18. Pelangi dan Hujan

71 6 0
                                    

Happy Reading...

Sesampainya di kamar sang Kakak, Mahesa. Deva langsung membuka pintu kamarnya tanpa mengetuknya terlebih dahulu, berhubung pintunya tak dikunci.

Terlihat di sana Mahesa tengah melamun di balkon kamarnya, menatap nyalang langit-langit malam. Hingga akhirnya Deva menghampiri Kakaknya itu, lalu menepuk bahunya pelan.

Mahesa yang menyadari itu langsung menoleh, lalu mengalihkannya lagi ke pandangan awal.

"Kenapa?" tanya Deva.

"Nggak. Ngapain lo ke sini, ganggu." ketus Mahesa.

"Santai aja kali."

"Mau lo apa? Hah?" tanya Mahesa sambil menatap wajah Deva dengan ekspresi kesal.

"Lo kenapa? Ada masalah?"

Pertanyaan Deva malah membuat Mahesa kembali bungkam, kembali menatap nyalang pemandangan langit-langit di luar kamarnya.

Tersirat kesedihan di wajahnya, itu yang Deva lihat. Sepertinya memang Mahesa sedang ada masalah. Tapi apa? Apa masalahnya.

"Gue ditolak."

Akhirnya, Mahesa menjawab pertanyaan yang ada di benak Deva itu. Tatapannya masih sama. Menyiratkan kesedihan.

"Indah?"

Deva hanya memastikan bahwa yang sedang mereka bicarakan adalah tentang Indah. Bisa saja 'kan mereka nantinya salah paham.

"Iya."

"Lo udah nembak dia?" balas Deva cepat.

"Kenapa sih lo, heboh amat," ujarnya seraya melirik Deva.

"Nggak, gak apa-apa."

"Kapan lo nembak dia?" ujar Deva mengalihkan pembicaraan.

"Tadi siang."

"Di mana?"

"Di tepi danau."

"Reaksi Indah, gimana?"

"Sekali lagi lo nanya, gue jamin mulut lo gue robek-robek," ancam Mahesa sambil menunjuk-nunjuk bibir Deva dengan amarah yang tertahan.

Sementara Deva, malah langsung memegang bibirnya dengan telapak tangan kanannya. Takut-takut bahwa Mahesa akan benar-benar melakukan itu.

"Oke, gak nanya lagi."

🌧🌧🌧

Keesokan harinya Indah merasa canggung berada di dekat Mahesa, ia masih tak enak hati atas kejadian kemarin di tepi danau.

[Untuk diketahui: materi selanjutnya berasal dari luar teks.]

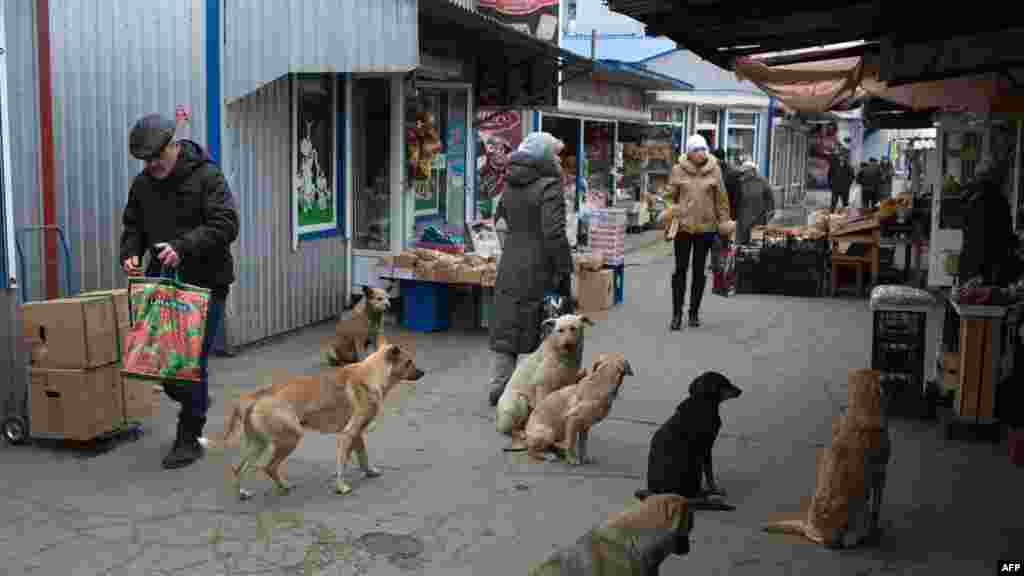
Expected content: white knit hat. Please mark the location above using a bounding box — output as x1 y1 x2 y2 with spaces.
686 134 708 154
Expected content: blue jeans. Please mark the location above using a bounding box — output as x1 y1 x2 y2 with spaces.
150 272 227 419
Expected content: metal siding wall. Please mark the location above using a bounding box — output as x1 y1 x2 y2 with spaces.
3 1 43 297
224 79 347 345
222 0 420 101
48 0 206 290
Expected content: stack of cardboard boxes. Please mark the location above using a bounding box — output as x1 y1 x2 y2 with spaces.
22 290 157 442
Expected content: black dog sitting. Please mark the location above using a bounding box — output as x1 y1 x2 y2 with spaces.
636 372 742 510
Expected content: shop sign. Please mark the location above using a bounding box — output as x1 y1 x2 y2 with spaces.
562 79 644 112
477 0 559 44
476 109 522 200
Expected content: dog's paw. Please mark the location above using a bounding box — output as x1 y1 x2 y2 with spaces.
334 478 352 496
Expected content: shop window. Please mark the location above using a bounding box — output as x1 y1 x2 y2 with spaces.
725 126 758 166
351 78 391 251
406 86 473 243
292 75 341 239
697 108 718 126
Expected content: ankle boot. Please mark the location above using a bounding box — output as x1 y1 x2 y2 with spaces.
163 415 206 469
687 310 700 328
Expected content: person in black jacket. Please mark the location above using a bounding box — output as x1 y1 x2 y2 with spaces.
120 114 239 468
488 132 574 406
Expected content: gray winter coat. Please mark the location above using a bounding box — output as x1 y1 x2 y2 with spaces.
736 169 775 244
490 152 572 354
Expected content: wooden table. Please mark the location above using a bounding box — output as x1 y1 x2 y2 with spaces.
829 218 882 287
946 298 1020 438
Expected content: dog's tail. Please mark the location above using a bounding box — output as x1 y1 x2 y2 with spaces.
761 520 807 538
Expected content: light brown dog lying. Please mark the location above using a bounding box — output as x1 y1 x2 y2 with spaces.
497 314 594 439
529 494 693 576
764 370 890 547
216 344 423 499
524 354 633 465
324 286 391 366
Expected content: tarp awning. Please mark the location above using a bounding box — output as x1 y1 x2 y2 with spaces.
735 56 1024 113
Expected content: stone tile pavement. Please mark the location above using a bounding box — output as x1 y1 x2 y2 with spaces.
0 233 1024 576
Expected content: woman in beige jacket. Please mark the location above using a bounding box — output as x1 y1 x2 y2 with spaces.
669 134 729 330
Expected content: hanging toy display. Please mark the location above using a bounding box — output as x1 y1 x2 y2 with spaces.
406 112 441 199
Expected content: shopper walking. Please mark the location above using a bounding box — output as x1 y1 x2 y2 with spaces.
828 153 853 212
120 114 239 468
669 134 729 330
488 132 572 406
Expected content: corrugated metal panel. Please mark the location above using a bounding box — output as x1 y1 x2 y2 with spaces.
0 289 28 426
48 0 206 290
224 79 345 345
3 2 43 297
223 0 419 101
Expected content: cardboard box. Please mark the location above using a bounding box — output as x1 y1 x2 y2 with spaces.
29 364 124 442
577 270 615 313
121 376 160 422
22 297 121 370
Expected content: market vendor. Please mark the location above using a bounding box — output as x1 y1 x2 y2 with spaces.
959 170 1021 286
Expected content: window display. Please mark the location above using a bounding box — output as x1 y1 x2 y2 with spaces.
406 85 472 244
292 75 339 238
352 78 391 251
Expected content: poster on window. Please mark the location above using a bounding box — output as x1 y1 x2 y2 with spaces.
292 78 338 239
477 0 559 44
476 109 522 200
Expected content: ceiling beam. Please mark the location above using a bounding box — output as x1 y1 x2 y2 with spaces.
880 28 1024 86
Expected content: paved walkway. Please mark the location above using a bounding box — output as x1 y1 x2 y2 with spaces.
0 235 1024 576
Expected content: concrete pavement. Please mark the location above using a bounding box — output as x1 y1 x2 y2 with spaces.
0 233 1024 576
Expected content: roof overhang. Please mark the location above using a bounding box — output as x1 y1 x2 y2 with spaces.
607 0 1024 86
419 0 596 109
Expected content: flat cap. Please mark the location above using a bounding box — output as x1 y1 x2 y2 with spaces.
128 114 177 160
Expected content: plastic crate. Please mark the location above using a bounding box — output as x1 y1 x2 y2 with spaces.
399 280 451 332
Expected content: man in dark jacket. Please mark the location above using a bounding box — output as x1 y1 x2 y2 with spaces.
120 114 239 468
736 162 775 244
828 153 853 212
489 132 572 406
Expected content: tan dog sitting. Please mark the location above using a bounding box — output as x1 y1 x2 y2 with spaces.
497 314 593 438
764 370 890 547
216 344 423 499
324 286 391 366
524 354 633 465
529 494 693 576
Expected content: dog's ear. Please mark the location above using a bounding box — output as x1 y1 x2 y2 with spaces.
623 360 635 376
386 344 401 362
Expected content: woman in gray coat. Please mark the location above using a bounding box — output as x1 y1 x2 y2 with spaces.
489 132 572 406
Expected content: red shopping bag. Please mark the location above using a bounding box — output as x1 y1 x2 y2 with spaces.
121 270 210 382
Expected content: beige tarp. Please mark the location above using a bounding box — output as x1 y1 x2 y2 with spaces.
735 56 1024 113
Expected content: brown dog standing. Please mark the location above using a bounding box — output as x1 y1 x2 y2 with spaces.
525 354 633 465
223 344 423 499
324 286 391 366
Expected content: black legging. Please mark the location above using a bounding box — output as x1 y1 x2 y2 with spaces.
672 232 713 315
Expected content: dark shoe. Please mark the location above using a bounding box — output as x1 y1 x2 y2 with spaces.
686 312 700 328
164 418 206 470
487 386 505 408
669 314 683 332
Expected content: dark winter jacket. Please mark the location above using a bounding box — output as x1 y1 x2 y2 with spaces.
959 180 1016 285
736 168 775 244
119 140 239 296
490 152 572 354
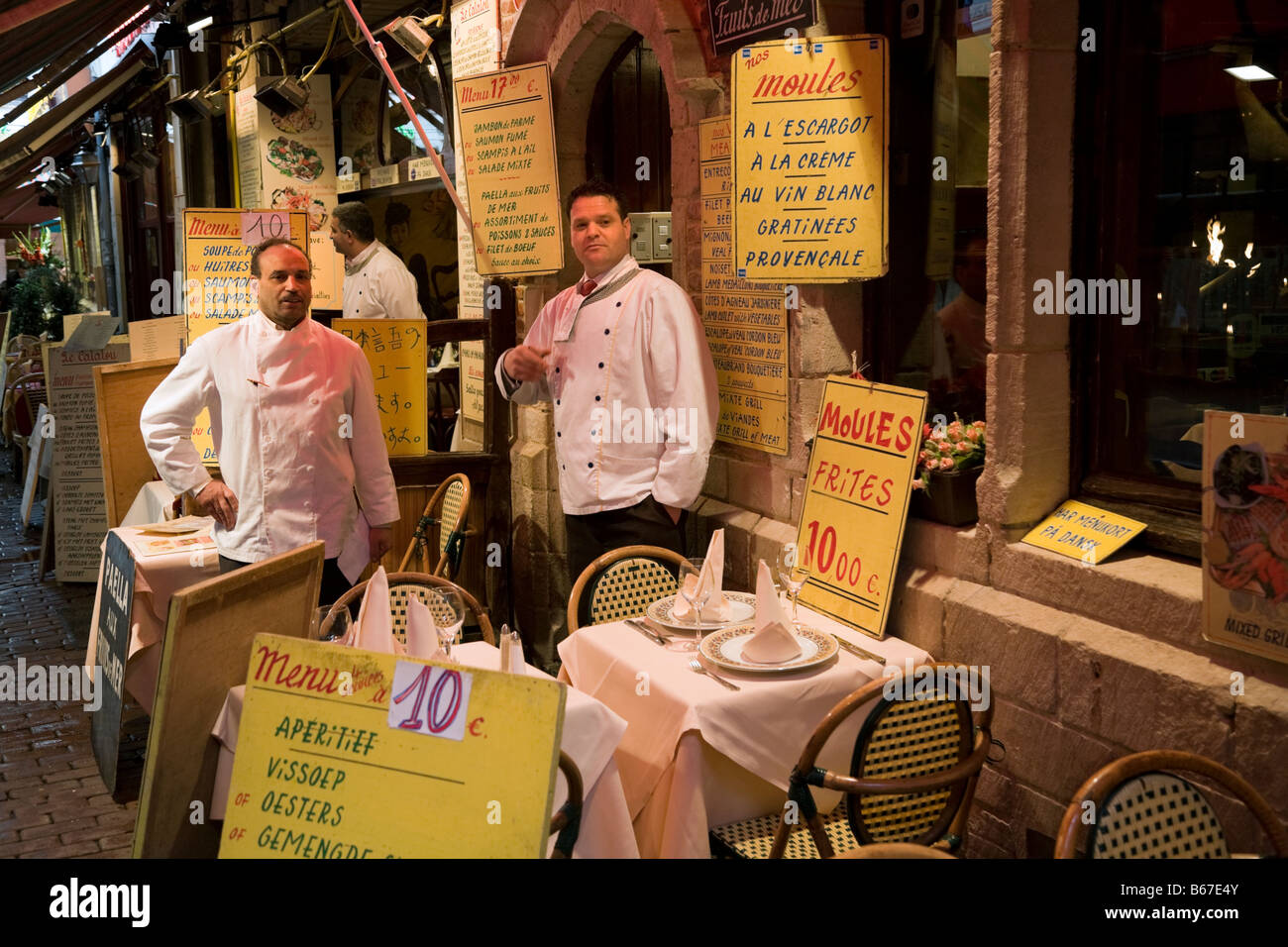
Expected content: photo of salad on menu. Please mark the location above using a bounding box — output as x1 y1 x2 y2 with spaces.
1203 411 1288 663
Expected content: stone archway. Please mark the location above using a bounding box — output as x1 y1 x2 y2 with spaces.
503 0 724 664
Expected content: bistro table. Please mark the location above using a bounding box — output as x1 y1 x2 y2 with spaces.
85 517 219 714
210 642 639 858
559 605 930 858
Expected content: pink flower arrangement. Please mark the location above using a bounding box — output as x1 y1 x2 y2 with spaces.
912 417 986 492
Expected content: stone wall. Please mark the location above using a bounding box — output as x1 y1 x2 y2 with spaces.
503 0 1288 857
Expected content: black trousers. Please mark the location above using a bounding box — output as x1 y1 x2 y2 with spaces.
564 496 690 592
219 556 357 614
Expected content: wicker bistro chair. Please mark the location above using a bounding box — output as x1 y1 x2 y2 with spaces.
1055 750 1288 858
322 573 496 644
568 546 684 634
398 474 474 579
712 664 993 858
550 750 583 858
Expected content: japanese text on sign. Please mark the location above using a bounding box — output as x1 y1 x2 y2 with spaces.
456 63 563 275
733 36 889 282
698 117 787 455
798 376 926 638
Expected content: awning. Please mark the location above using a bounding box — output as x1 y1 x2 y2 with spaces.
0 42 152 177
0 0 163 98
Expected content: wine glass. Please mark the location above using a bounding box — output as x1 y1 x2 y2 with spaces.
666 559 715 652
778 543 811 626
425 586 465 661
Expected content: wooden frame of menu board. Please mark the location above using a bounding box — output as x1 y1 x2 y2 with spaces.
94 359 179 530
134 541 326 858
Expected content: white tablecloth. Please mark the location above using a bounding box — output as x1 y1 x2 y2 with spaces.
210 642 639 858
559 605 928 858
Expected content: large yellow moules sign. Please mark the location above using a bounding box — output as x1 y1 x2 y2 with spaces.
219 635 564 858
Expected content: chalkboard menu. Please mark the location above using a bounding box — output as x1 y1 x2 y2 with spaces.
698 116 787 455
456 63 564 275
707 0 818 55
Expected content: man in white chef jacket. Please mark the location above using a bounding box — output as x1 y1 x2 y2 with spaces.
331 201 424 320
139 237 398 604
496 180 720 581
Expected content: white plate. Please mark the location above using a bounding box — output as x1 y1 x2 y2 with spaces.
647 591 756 631
702 625 840 674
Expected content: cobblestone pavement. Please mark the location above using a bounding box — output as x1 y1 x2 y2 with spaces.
0 449 147 858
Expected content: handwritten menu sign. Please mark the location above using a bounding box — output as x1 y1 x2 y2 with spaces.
707 0 818 55
796 374 926 638
698 116 787 455
1203 411 1288 663
455 63 564 275
44 336 130 582
733 36 889 282
183 207 308 467
89 530 134 792
331 320 429 458
1024 499 1147 566
219 634 564 858
452 0 501 450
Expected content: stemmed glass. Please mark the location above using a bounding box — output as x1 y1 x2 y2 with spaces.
778 543 811 627
666 559 715 651
425 587 465 661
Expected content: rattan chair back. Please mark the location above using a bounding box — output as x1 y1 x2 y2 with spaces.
1055 750 1288 858
568 546 684 634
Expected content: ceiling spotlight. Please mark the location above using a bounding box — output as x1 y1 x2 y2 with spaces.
255 76 309 115
166 89 213 125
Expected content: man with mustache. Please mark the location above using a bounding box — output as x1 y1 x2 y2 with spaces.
139 237 398 604
496 179 720 594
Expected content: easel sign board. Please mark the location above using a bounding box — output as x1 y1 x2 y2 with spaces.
134 543 326 858
219 635 566 858
796 374 926 638
1203 411 1288 663
89 531 134 792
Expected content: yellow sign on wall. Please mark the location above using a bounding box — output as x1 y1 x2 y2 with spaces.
796 374 926 638
175 207 309 467
1203 411 1288 663
698 116 787 455
219 635 564 858
731 36 890 282
331 320 429 458
456 63 564 275
1024 500 1147 566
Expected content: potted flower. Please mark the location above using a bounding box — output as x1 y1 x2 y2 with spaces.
912 417 986 526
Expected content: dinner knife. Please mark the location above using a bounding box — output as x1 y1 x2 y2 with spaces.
625 618 666 646
832 635 885 665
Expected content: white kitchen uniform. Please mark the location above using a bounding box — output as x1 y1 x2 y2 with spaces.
496 256 720 515
344 240 425 320
139 309 398 581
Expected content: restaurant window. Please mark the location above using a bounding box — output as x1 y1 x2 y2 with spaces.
863 0 992 421
1071 0 1288 557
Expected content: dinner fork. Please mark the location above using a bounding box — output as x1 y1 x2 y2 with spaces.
690 659 742 690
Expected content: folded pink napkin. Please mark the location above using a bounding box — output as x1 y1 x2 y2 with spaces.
407 595 446 661
671 530 733 621
353 566 398 655
742 559 802 664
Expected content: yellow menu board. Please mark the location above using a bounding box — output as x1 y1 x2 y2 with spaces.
698 116 787 455
455 63 564 275
1024 500 1147 566
1203 411 1288 663
219 634 564 858
796 374 926 638
331 320 429 458
183 207 309 467
731 36 890 283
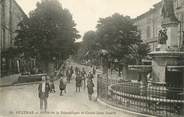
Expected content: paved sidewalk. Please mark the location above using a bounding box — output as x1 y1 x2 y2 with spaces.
0 74 20 87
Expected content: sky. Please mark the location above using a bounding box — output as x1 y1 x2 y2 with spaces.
16 0 161 40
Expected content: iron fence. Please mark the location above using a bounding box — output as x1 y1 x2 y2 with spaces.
97 77 184 117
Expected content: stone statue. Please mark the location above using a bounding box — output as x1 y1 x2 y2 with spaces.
161 0 178 24
158 28 168 45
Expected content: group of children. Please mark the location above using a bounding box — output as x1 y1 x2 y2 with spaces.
59 66 96 100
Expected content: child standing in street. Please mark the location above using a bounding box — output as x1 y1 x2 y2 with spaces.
87 79 94 100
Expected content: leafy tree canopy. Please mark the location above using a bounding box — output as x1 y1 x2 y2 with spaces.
97 13 142 61
15 0 80 61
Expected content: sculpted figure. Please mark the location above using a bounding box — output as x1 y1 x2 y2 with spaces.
161 0 178 23
158 28 168 44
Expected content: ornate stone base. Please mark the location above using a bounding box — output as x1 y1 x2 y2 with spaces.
150 51 184 82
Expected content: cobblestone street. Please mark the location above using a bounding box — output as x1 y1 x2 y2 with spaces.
0 63 138 117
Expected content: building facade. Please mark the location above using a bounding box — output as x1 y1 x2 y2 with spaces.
0 0 27 74
134 0 184 51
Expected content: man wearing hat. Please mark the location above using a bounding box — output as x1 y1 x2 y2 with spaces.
38 76 50 112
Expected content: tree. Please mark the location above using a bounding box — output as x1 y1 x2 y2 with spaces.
15 0 80 72
97 13 141 61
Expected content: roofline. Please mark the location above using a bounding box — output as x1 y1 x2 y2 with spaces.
13 0 27 17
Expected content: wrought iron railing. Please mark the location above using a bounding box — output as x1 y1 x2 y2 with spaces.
97 77 184 117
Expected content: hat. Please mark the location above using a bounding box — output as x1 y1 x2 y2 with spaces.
42 76 46 81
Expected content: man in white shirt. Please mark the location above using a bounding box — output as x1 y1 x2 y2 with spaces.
38 76 50 112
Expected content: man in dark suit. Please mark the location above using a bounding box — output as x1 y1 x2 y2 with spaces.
38 76 50 112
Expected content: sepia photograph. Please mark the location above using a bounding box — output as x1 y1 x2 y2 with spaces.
0 0 184 117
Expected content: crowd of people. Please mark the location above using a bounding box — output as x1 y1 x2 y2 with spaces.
38 66 96 111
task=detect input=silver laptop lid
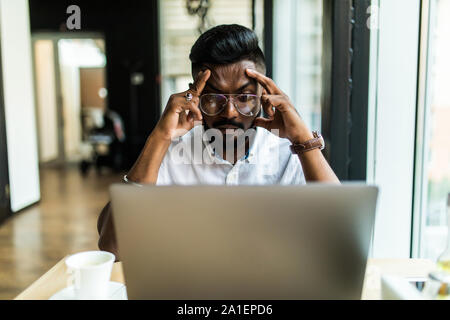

Seperti sekarang, seperti biasa Indah dan Mahesa berangkat bersama ke sekolah. Rasa canggung di antara mereka menyelimuti keduanya.

Benci dengan keheningan, akhirnya Mahesa yang memulai obrolan.

"Indah?"

Terlonjak kaget, "Ya, kenapa?" ujarnya seraya menatap Mahesa.

"Gak usah canggung gitu."

"Hah? Aku biasa aja kok."

Menghela nafas panjang, "Oke, gue ngerti. Anggap aja kejadian kemaren gak ada."

"Kenapa harus gak dianggap?"

"Udah sampe."

Dengan kesal akhirnya Indah turun dari dalam mobil. Berjalan terlebih dahulu meninggalkan Mahesa yang masih berada di parkiran. Ia kesal karena Mahesa mengalihkan pembicaraan.

Memangnya mudah melupakan kejadian yang membuat kita merasa bimbang untuk menjawabnya?

"Hai."

Indah mendongak, "Hai." ujarnya kikuk.